When greedy works vs when it fails: knapsack
Fractional knapsack is solvable greedily by value density; 0/1 knapsack is not — the W=50 counterexample shows why 0/1 needs DP.
The same problem, two versions
A thief finds $n$ items; item $i$ has value $v_i$ and weight $w_i$, and the knapsack holds weight $W$. The two versions diverge on a single rule:
- Fractional knapsack — you may take *any fraction* of an item (think gold dust). Greedy works. - 0/1 knapsack — each item is taken whole or left behind (think gold bars). Greedy fails; you need DP.
Fractional knapsack: greedy by value density
Compute each item's value density $v_i / w_i$, sort descending, and greedily fill the knapsack with the highest-density items, taking a fraction of the last one if it does not fit. This is $O(n \lg n)$ (the sort dominates).
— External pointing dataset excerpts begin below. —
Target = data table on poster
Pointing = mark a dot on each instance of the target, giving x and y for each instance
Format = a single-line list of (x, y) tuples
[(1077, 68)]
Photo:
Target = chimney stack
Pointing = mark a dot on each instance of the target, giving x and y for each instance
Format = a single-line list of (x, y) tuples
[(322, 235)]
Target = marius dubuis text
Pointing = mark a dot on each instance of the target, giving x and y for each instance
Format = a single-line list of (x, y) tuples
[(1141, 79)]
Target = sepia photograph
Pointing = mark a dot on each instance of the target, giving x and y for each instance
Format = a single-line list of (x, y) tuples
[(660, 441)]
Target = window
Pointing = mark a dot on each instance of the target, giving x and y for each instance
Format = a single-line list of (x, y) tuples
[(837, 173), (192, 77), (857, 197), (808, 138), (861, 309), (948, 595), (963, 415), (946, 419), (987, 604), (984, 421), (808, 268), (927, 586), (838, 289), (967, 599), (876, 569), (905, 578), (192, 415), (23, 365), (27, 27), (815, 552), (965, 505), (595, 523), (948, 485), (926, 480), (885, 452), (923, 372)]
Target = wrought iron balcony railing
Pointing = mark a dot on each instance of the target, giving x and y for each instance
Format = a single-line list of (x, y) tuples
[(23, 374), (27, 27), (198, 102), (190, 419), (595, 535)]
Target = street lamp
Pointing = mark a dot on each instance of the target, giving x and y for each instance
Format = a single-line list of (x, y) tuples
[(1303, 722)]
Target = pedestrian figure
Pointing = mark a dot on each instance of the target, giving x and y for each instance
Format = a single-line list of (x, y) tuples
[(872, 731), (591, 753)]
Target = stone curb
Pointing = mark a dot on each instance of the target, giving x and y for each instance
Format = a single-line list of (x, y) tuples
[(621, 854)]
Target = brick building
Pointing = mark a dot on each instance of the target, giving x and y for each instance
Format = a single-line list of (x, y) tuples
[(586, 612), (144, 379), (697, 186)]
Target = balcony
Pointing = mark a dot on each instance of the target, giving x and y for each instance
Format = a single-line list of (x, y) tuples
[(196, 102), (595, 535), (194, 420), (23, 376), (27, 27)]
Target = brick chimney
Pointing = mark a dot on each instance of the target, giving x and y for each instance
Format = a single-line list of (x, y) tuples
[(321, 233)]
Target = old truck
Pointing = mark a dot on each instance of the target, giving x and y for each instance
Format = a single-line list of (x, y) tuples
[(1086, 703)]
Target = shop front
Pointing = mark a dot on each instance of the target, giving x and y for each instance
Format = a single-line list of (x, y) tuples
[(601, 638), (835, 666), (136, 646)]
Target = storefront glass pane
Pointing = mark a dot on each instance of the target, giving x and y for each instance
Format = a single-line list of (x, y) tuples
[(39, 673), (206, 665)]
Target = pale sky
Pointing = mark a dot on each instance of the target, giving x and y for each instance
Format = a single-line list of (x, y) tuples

Why it is safe (exchange argument): if an optimal solution skipped some of a higher-density item to include a lower-density one, you could swap a sliver of the low-density portion for the high-density portion, raising the value without changing the weight — contradicting optimality. Because fractions are allowed, the greedy choice never wastes capacity.
0/1 knapsack: the greedy counterexample
Take $W = 50$ and three items (CLRS Fig. 15.2):
$$\begin{array}{c|ccc} & v_i & w_i & v_i/w_i\\\hline 1 & \$60 & 10 & 6\\ 2 & \$100 & 20 & 5\\ 3 & \$120 & 30 & 4 \end{array}$$
Greedy (by density) takes item 1 ($\$60$, density 6), then item 2 ($\$100$, density 5) for weight $30$ and value $\$160$; item 3 no longer fits. Optimal skips the densest item: items 2 + 3 weigh exactly 50 and are worth $\$220$. Greedy left 20 pounds of capacity "wasted" on the lower-value item 1.
The fractional version of the *same* instance reaches $\$240$: take all of items 1 and 2 ($30$ lb, $\$160$) plus $\tfrac{20}{30}$ of item 3 ($\$80$). Allowing fractions removes the wasted-capacity trap.
Why 0/1 needs DP
In the 0/1 problem, choosing one item reduces the capacity available to all others — the subproblems share the weight constraint, so the greedy choice can foreclose a better combination. That shared constraint is exactly the overlapping-subproblem structure DP exploits. The DP is
$$dp[i][w] = \max\bigl(dp[i-1][w],\; dp[i-1][w - w_i] + v_i\bigr)$$
in $O(nW)$ time. (That $O(nW)$ is pseudo-polynomial — polynomial in the numeric value of $W$, but exponential in the number of bits used to write $W$. 0/1 knapsack is NP-complete.)